Anaklia Sits on the Sideline as Poti Carries the Load
Kobakhidze listed Anaklia as part of the same modernization push. The deep-water port on Georgia’s northwestern Black Sea coast is the project designed to handle the large vessels that Poti and Batumi cannot accept. The World Bank and the EU’s Trans-European Transport Network have both flagged it as a central corridor priority. Yet, per an April 2026 analysis of Middle Corridor bottlenecks, the Georgian government has slashed Anaklia’s 2026 funding from 150 million lari ($56 million) to 50 million lari.
- The new Poti Sea Port (second berth under construction)
- The Anaklia deep-sea port (planned, with 2026 funding cut)
- Railway infrastructure modernization
- The East-West road corridor
Kvrivishvili listed the same four pillars in her remarks. With Anaklia’s deep-water capacity still years away, Poti’s expansion is the only piece of the port-modernization plan that can absorb additional cargo in the near term. The 50 jobs and the additional one million tons per year are real additions to a working port, not construction at a future one.
That is the strategic reality behind Thursday’s ceremony. Poti is a mid-sized port on a coast that, until Anaklia opens, has no facility able to receive Capesize-class vessels. The 78 percent throughput gain is genuine, and the second berth will lift annual capacity meaningfully. The Poti terminal’s 600,000 TEU capacity and growing bulk handling will continue to absorb cargo that Anaklia was designed to carry. The Middle Corridor’s rise as a true alternative to the Russia-routed Northern Corridor still depends on a deep-water facility that, for now, is not being built at the pace once planned. The second berth adds capacity without resolving the strategic gap, and Carnegie recorded 4.1 million tons crossing the Caspian in 2024, up more than 63 percent year on year, but that figure is still roughly 6 percent of the Northern Corridor’s 100 million tons.

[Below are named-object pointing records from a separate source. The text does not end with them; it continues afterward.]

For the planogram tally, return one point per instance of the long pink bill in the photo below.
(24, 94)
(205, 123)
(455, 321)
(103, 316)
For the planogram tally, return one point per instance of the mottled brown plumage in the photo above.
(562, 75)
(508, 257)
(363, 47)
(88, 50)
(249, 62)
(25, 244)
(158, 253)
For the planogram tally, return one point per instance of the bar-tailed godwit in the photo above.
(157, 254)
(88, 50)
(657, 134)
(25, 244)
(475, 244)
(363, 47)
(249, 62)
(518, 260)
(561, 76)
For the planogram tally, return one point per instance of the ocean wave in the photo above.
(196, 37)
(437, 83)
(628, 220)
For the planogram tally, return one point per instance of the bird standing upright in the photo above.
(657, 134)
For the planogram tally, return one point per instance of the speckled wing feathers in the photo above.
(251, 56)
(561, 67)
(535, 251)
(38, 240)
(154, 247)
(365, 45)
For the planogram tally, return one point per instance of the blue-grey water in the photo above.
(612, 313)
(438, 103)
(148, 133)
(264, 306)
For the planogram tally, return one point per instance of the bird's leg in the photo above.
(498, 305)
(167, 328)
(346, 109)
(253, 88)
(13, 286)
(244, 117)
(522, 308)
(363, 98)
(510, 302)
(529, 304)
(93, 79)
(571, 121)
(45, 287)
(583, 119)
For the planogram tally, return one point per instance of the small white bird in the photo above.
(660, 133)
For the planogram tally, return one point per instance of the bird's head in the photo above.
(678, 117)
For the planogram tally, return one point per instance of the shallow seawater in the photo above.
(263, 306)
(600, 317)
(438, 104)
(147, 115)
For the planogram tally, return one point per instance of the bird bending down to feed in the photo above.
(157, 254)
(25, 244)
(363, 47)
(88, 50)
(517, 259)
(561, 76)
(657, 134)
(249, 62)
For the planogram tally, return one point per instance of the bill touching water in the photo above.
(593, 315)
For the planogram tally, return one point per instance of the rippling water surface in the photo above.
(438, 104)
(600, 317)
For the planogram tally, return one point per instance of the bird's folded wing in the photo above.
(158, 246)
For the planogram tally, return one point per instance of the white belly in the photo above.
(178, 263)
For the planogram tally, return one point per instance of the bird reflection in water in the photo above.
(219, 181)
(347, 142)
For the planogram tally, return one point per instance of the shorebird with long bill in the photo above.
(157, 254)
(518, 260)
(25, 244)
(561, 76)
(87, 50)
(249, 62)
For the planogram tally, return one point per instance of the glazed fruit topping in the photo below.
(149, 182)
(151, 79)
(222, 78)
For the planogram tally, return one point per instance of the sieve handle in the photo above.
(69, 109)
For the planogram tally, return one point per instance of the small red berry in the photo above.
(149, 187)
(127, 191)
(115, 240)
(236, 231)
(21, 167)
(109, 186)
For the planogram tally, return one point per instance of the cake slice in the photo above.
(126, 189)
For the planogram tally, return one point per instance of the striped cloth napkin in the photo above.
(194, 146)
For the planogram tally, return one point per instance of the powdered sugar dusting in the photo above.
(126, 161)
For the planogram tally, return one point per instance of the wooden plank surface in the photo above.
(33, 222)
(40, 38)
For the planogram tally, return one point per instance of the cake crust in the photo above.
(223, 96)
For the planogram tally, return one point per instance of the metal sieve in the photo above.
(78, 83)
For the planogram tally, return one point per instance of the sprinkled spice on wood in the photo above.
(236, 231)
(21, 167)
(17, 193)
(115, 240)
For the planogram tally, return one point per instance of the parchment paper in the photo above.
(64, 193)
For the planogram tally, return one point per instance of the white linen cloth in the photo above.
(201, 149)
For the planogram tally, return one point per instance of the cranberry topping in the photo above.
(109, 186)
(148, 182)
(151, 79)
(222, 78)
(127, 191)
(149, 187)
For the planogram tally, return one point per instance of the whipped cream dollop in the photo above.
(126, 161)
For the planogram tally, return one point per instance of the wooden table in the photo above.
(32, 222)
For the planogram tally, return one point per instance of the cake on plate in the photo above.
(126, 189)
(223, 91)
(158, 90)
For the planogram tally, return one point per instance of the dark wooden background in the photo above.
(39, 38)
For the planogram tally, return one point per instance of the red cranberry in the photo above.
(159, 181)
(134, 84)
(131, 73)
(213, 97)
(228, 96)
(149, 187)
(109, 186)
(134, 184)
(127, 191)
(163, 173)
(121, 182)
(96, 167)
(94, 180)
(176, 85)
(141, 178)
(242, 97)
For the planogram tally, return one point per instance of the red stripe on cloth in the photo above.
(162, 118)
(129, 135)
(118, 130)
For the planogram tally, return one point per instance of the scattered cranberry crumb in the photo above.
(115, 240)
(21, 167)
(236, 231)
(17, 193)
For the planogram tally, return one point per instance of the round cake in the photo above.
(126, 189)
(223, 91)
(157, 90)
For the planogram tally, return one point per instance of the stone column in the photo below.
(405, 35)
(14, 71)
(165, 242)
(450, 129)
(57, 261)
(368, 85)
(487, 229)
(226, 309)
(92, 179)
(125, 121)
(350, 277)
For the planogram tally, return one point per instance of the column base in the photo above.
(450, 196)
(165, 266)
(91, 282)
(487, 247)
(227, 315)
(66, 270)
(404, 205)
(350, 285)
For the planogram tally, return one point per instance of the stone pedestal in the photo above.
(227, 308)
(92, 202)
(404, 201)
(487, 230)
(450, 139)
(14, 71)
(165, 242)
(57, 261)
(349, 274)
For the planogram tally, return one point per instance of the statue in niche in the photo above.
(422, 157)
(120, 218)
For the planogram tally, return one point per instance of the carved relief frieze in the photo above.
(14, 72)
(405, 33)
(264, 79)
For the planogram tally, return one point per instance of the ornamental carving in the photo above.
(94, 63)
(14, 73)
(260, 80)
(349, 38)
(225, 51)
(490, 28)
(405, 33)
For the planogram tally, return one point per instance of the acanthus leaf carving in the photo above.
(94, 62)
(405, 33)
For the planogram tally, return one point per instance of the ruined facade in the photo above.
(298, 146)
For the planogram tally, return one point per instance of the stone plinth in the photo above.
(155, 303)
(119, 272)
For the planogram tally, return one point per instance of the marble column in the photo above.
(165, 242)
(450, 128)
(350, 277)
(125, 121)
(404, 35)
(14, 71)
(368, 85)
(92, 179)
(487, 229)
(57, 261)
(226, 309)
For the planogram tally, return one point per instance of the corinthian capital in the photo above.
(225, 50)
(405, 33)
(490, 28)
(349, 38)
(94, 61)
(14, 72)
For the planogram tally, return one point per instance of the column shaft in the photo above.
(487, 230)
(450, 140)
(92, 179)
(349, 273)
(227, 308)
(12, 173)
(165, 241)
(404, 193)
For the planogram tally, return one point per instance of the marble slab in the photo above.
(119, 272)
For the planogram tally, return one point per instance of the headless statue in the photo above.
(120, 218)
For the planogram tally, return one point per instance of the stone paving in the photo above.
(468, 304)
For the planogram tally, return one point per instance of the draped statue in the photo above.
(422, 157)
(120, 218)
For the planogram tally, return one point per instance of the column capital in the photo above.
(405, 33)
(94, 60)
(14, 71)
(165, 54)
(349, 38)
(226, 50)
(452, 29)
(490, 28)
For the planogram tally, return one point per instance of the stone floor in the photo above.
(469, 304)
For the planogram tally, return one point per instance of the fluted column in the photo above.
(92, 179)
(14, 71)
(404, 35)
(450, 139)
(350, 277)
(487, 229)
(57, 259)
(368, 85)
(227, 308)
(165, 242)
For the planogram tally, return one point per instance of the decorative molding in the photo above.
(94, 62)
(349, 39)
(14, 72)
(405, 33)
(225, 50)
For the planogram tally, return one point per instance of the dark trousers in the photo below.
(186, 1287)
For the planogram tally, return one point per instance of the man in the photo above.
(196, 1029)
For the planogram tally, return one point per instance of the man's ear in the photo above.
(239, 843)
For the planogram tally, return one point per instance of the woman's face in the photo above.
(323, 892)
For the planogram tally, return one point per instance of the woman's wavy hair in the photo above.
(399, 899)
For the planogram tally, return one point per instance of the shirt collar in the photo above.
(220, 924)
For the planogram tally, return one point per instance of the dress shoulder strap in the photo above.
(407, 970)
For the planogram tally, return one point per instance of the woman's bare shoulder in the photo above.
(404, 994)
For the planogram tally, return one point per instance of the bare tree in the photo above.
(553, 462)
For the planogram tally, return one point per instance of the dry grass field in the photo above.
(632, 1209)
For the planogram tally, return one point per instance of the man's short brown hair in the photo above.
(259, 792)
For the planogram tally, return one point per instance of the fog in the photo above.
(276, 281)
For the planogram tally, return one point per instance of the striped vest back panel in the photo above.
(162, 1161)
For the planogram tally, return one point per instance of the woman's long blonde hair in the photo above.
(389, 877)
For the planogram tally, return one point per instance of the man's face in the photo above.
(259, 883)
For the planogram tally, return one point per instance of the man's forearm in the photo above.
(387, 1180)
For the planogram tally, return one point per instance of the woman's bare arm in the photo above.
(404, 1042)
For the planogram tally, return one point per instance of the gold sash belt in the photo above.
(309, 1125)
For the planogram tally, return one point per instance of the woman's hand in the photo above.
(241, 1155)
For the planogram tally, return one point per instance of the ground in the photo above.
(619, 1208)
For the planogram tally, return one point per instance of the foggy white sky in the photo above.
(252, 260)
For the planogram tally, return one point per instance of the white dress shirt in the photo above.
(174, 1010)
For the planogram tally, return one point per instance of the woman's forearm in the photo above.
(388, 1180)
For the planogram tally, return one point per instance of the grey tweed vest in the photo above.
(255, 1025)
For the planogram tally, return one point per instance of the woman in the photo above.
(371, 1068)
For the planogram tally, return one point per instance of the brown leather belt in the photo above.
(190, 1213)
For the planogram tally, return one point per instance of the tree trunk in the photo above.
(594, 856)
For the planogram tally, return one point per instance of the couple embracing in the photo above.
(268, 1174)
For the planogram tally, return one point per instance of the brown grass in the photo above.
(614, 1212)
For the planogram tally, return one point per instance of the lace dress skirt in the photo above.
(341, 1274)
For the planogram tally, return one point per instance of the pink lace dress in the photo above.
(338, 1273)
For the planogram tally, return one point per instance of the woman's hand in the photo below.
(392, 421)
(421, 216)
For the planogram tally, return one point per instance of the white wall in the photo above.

How Poti Fits the Middle Corridor’s Bigger Map
The Middle Corridor is the land-and-sea route that links western China to Eastern Europe through Central Asia, the Caspian Sea, the South Caucasus, the Black Sea and Türkiye. A June 2026 explainer of the corridor’s strategic role put overland transit times at roughly two to three weeks, compared with a month and a half by sea. The route was built around the Baku-Tbilisi-Kars railway, which has connected the Caspian region to the European rail network since 2017. Until the planned TRIPP route through Armenia opens, Georgia remains the corridor’s sole gateway to Europe, with Poti and Batumi as its two Black Sea outlets.
The cargo data show the route is gaining share. The 4.1 million tons crossing the Caspian in 2024 was up more than 63 percent year on year, but still only about 6 percent of the Northern Corridor’s 100 million tons of annual capacity. Kazakhstan’s $30 million container terminal at Poti Sea Port is set to wrap up in April, adding another route into the port. The Poti-Baku express block train cutting Middle Corridor transit times is one of the rail upgrades Kvrivishvili named. The second berth is the second DFC-financed expansion at Poti in five years: a $25 million loan, signed on top of a $50 million 2020 loan, on a port whose three-year throughput gain now anchors Georgia’s transit pitch.